Quote of the day: The healing power of even the most microscopic exchange with someone who knows in a flash precisely what you're talking about because she experienced that thing too cannot be overestimated. ~ Cheryl Strayed


This afternoon my parents and I went to see the play Dr. Jekyll and Mr. Hyde. I have to admit I never read the novella or even saw the movie with Spencer Tracy. Naturally whether one is familiar with the story or not, in some shape or form, we have all used the term...... Dr. Jekyll and Mr. Hyde in our daily lexicon. Especially when we are dealing with people who appear to have two sides to them. This play is all about good versus evil and the conflict this causes inside of us. Yet from my clinical perspective this play is far more complex than this, mainly because the alter ego of our main character, Dr. Jekyll, is drug induced. As if this drug unleashed what could be potentially inside of all of us. A frightening notion really when you consider the main character brutally attacked and killed multiple people in gruesome ways. Are we all really capable of this? If that isn't frightening enough to think about, what is even more perplexing is once Dr. Jekyll stopped using drugs why didn't the evil die away? Needless to say the premise of this play bothered me intensely because what it was trying to imply is that evil is stronger than goodness and will win out every time.

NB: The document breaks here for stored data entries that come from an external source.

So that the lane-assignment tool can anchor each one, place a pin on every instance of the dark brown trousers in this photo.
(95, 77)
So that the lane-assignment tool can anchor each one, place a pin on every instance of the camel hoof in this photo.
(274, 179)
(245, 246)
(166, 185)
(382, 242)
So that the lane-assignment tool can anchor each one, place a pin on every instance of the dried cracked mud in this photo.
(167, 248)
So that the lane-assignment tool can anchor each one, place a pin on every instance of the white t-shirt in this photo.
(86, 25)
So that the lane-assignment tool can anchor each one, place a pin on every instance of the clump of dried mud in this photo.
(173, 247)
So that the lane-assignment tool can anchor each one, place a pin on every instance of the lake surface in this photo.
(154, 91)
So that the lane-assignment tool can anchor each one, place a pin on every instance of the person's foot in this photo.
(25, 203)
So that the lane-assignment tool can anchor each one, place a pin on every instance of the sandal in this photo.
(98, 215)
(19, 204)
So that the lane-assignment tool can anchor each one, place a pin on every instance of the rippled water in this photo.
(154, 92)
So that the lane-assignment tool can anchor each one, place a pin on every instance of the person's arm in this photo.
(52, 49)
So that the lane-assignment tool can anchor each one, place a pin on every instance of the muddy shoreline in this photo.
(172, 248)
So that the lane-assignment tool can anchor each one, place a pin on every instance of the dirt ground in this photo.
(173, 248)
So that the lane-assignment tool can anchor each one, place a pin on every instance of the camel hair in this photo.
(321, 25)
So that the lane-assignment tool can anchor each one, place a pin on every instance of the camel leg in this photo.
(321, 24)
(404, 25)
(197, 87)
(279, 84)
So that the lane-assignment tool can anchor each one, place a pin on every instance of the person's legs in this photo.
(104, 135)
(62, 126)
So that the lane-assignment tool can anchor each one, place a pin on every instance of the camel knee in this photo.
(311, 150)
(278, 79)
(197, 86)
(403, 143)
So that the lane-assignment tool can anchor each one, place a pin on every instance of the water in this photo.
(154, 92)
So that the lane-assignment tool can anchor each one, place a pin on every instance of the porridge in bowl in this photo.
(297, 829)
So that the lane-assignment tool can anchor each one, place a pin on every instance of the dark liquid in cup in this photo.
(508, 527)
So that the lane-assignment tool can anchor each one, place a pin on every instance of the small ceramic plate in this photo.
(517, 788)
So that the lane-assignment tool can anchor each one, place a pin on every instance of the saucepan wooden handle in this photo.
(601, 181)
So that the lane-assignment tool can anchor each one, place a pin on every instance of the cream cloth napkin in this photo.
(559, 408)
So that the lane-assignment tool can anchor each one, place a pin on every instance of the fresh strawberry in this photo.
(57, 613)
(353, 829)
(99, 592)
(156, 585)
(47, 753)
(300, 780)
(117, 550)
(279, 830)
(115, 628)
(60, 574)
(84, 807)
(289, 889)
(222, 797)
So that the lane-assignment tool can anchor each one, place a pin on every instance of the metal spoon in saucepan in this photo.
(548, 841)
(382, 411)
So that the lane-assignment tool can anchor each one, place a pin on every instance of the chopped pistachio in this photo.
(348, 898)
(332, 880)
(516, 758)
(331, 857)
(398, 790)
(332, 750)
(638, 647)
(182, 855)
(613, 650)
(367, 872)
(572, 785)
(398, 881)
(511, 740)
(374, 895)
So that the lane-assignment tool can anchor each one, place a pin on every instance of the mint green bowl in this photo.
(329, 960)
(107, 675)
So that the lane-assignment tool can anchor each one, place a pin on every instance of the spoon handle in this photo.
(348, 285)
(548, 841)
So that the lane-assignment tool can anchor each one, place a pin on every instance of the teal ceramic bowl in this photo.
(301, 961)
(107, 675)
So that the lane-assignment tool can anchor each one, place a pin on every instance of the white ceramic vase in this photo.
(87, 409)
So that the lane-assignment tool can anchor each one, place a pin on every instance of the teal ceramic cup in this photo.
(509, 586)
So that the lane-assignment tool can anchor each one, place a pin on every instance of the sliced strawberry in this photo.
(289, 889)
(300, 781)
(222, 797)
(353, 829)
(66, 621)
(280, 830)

Certainly in our daily lives we see aspects of evil all around us, and yet despite the evil, there are also moments of greatness, kindness, and compassion to help combat this negativity. I believe this is a philosophical difference in how each of us sees the world which is most likely why I gravitate to Disney and Hallmark movies. Goodness must always trump evil! Naturally I know this isn't true in reality, but if we do not have this hope then I frankly think day to day existence becomes impossible.

Here is a synopsis of today's play: Dr. Jekyll and Mr. Hyde was adapted by Jeffrey Hatcher, from the novella Strange Case of Dr. Jekyll and Mr. Hyde by Robert Louis Stevenson. A new and shocking version of Robert Louis Stevenson's classic tale of depravity, lust, love and horror. On the fog-bound streets of Victorian-era London, Henry Jekyll's experiments with exotic "powders and tinctures" have brought forth his other self—Edward Hyde, a sensualist and villain free to commit the sins Jekyll is too civilized to comprehend. When Hyde meets a woman who stirs his interest, Jekyll fears for her life and decides to end his experiments. But Hyde has other ideas, and so the two sides battle each other in a deadly game of cat-and-mouse to determine who shall be the master and who his slave. With multiple Hydes portrayed by members of the cast.

This play was well acted but I have to say it was confusing at first. Mainly because the character of Mr. Hyde was acted out by every member of the cast. So you would see Dr. Jekyll transform, but instead of that character resuming as Mr. Hyde, another member of the cast would take over. So literally every cast member played two or three different roles in the play. With NO costume or set changes and no intermissions. So you have to really pay attention because the actors are constantly switching parts!

We all left the play feeling DOWN about life and human nature. I am not saying this is not a fact of life depicted in the play, but sometimes seeing it acted out in front of me isn't helpful. After Mattie died I prefer more uplifting stories and stories which inspire you to life not question why you are living. This evening we are meeting a friend and colleague of my dad's who lives in London. We saw John recently in August when we flew to Heathrow. So it is very unusual for me to be seeing him again so soon. Needless to say it is my hope that dinner is a change of pace from the macabre and gruesome of today's play.